3. In the Massachusetts SAELP, reform designers believed distributed leadership was a vehicle to match subordinates with tasks they could perform well. (Mayrowetz p. 430)

3.1. State Action Educational Leadership Projects

3.2. This might be, perhaps, another example of economics taking precidence over well planned and considered succession planning

4. Leading Learning and Leading Teachers

4.1. Gunther, H. and T. Fitzgerald (2007). "Leading Learning and Leading Teachers: Challenges for schools in the 21st century." Leading & Managing 13(1): 1-15.

4.2. It would seem therefore, the legislative pen created several divisions within schools. One of the more explicit divisions was between those who were labelled as 'school leaders' or 'school managers' and positioned in a hierarchy above 'teachers'. The inference was that those in an elite position in schools practiced leadership and management. (Gunther, H. and T. Fitzgerald p. 2)

4.2.1. I'm not so sure that this is true as a generalisation. There are many examples at WIOT of 'teachers' leading in all meanings of the word and in different contexts without being 'leaders' or 'managers'. I my case I have shown leadership in the online/blended learning arena which has undoubtably lead to greater and more defined career opportunities

4.3. As schools developed bureaucratic models to meet increased demands for efficiency and accountability, and the increased control of the purposes of schools and schooling by central government has meant that school structures have tended to be determined by external reforms. (Gunther, H. and T. Fitzgerald p. 4)

4.3.1. This has led to three main impacts The continued privledging of the headteacher or principal, where other adults are positioned in relation to this elite role The structuring and culturing of the 'middle' as a clear location within a hierarchy That is the formalising and general acceptance of the 'middle' level The increased complexity of who constitutes a place and role in the 'middle'.

4.4. Between this senior level and teachers is a group of middle leaders whose primary responsibility lies in a curriculum/subject area, year level or the pastoral care and discipline of students. (Gunther, H. and T. Fitzgerald p. 4)

4.4.1. This may someimes be formalised at WIOT by newly established roles such as Team Leader-Teaching and Learning Delivery or PAL's (Program Area Leaders what may have previously been termed Course Co-ordinators). This is a mixed blessing as teaching loads are reduced as part of these roles yet the hours set aside for the additional duties are not in keeping with the real world time required to adequetly perform the task to the benefit of the students or WIOT.
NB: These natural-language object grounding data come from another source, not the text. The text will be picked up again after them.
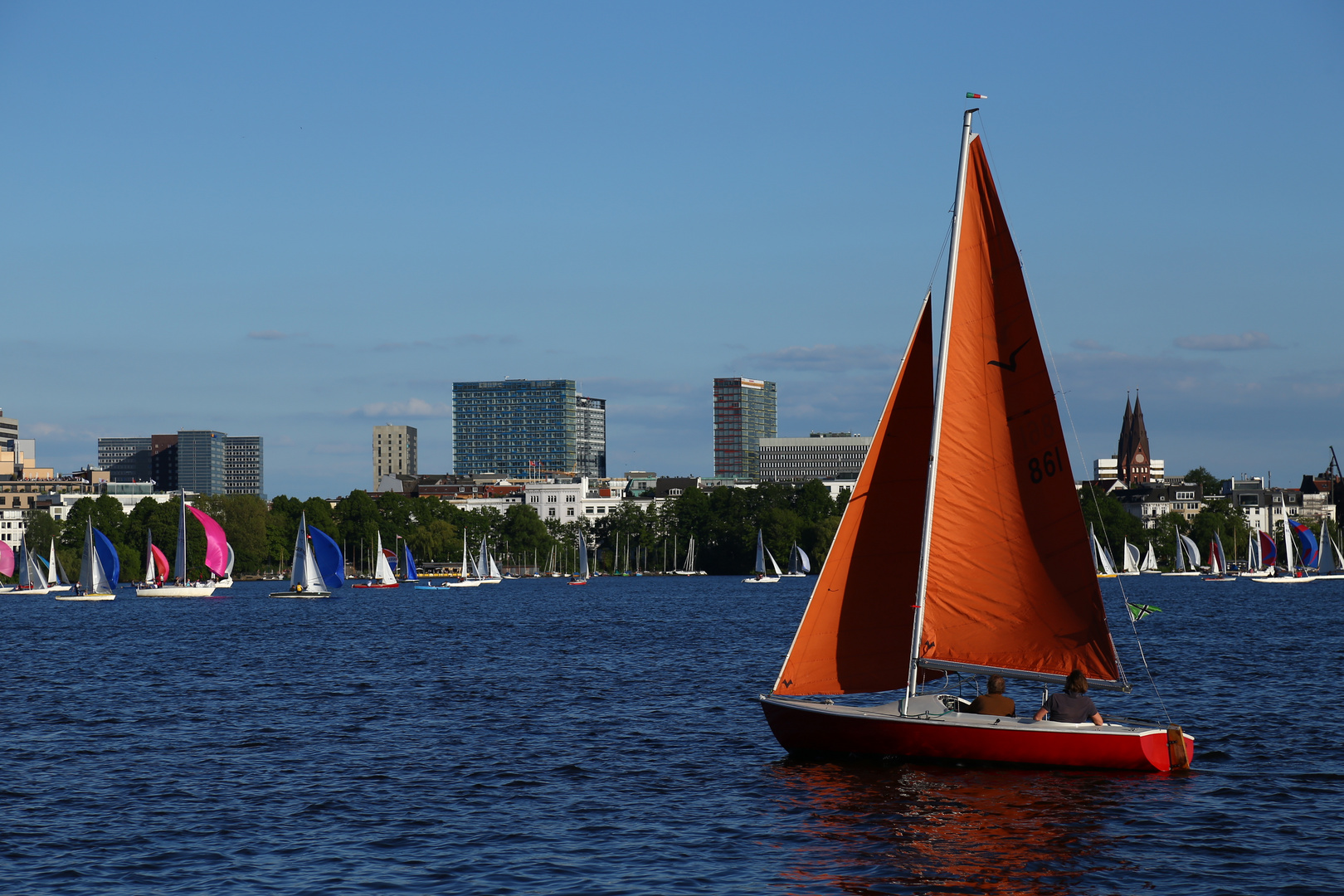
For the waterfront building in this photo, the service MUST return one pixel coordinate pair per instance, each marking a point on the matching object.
(244, 466)
(1133, 460)
(125, 457)
(527, 429)
(201, 461)
(590, 436)
(821, 455)
(396, 451)
(743, 414)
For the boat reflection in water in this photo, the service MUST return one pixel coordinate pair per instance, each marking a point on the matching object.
(884, 828)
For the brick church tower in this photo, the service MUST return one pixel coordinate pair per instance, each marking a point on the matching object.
(1133, 458)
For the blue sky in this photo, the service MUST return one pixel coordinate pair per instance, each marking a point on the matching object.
(300, 221)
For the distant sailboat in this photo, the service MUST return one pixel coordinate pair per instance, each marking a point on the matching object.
(1132, 559)
(1294, 574)
(99, 570)
(1101, 557)
(762, 553)
(383, 577)
(464, 581)
(583, 574)
(318, 564)
(1218, 562)
(32, 579)
(217, 558)
(56, 578)
(1149, 563)
(799, 563)
(689, 567)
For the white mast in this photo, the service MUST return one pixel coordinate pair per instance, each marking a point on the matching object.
(940, 388)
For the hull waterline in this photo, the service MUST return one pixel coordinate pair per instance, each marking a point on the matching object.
(938, 733)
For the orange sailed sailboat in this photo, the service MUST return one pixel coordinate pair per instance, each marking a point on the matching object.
(962, 551)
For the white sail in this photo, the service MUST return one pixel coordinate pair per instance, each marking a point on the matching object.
(382, 570)
(30, 572)
(1131, 558)
(305, 564)
(93, 578)
(1149, 561)
(1191, 551)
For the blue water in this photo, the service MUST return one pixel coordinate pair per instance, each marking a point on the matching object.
(535, 738)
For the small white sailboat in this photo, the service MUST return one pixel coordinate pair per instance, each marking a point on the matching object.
(383, 577)
(762, 553)
(56, 578)
(1101, 557)
(1149, 563)
(95, 581)
(799, 563)
(465, 579)
(307, 579)
(1186, 548)
(689, 567)
(583, 572)
(1132, 559)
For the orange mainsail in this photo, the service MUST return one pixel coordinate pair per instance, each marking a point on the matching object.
(1011, 583)
(856, 631)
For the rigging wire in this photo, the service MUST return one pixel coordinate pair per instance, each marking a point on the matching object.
(1079, 444)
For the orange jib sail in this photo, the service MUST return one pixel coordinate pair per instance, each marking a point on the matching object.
(1011, 583)
(856, 631)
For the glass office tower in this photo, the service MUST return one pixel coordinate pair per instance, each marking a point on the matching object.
(743, 414)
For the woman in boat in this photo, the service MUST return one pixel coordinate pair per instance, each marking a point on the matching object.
(1073, 704)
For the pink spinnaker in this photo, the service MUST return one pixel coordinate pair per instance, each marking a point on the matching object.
(217, 546)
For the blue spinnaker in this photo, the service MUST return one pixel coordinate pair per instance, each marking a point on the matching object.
(331, 563)
(108, 557)
(1311, 550)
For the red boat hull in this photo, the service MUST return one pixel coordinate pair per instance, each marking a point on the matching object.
(810, 728)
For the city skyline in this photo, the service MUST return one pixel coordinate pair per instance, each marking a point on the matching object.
(773, 212)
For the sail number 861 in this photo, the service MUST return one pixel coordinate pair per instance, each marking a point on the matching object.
(1047, 464)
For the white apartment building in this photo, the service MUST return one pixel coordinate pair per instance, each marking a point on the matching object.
(394, 451)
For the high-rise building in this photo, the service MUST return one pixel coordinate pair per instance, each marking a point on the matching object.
(125, 458)
(527, 427)
(201, 461)
(244, 465)
(590, 436)
(396, 453)
(163, 461)
(743, 414)
(823, 455)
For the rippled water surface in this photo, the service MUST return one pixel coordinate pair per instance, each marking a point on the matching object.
(535, 738)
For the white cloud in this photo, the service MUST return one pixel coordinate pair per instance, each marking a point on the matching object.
(1226, 342)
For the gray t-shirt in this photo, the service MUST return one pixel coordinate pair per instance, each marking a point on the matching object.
(1070, 707)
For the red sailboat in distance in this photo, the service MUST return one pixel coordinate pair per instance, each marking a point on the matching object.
(962, 550)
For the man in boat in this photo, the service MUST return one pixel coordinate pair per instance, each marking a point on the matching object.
(995, 703)
(1071, 704)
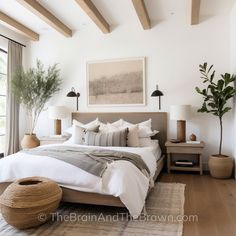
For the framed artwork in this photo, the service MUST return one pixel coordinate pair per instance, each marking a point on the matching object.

4.5. Tasks and activities that can be identified as being 'middle level' (Gunther, H. and T. Fitzgerald p. 4)

4.5.1. Responsibility for teaching and learning and student achievements at either a key stage, year level, department or subject/curriculum area

4.5.2. Management of resources (staff, financial and physical);

4.5.3. Working witb colleagues to achieve subject/curriculum goals that contribute directly to student outcomes and school strategy;

4.5.4. Leadership of staff including mentoring, coaching, appraising, facilitating professional development opportunities within a collaborative and collegial team

4.5.5. Implementation of school policies and operational plans in their area of responsibility

4.5.6. Contribution to the development of school improvement, innovations and change processes.

5. It is not automatically assumed that being a leader, doing leading, and exercising leadership is initiated by the headteacher/principal; others can set the agenda and work for appropriate learning. (Gunther, H. and T. Fitzgerald p. 4)

5.1. At WIOT this is very much the case. Within reason 'go getters' are nurtured and supported as long as the outcomes meet strategic and operational goals and most importantly they increase the value of the students learning experience.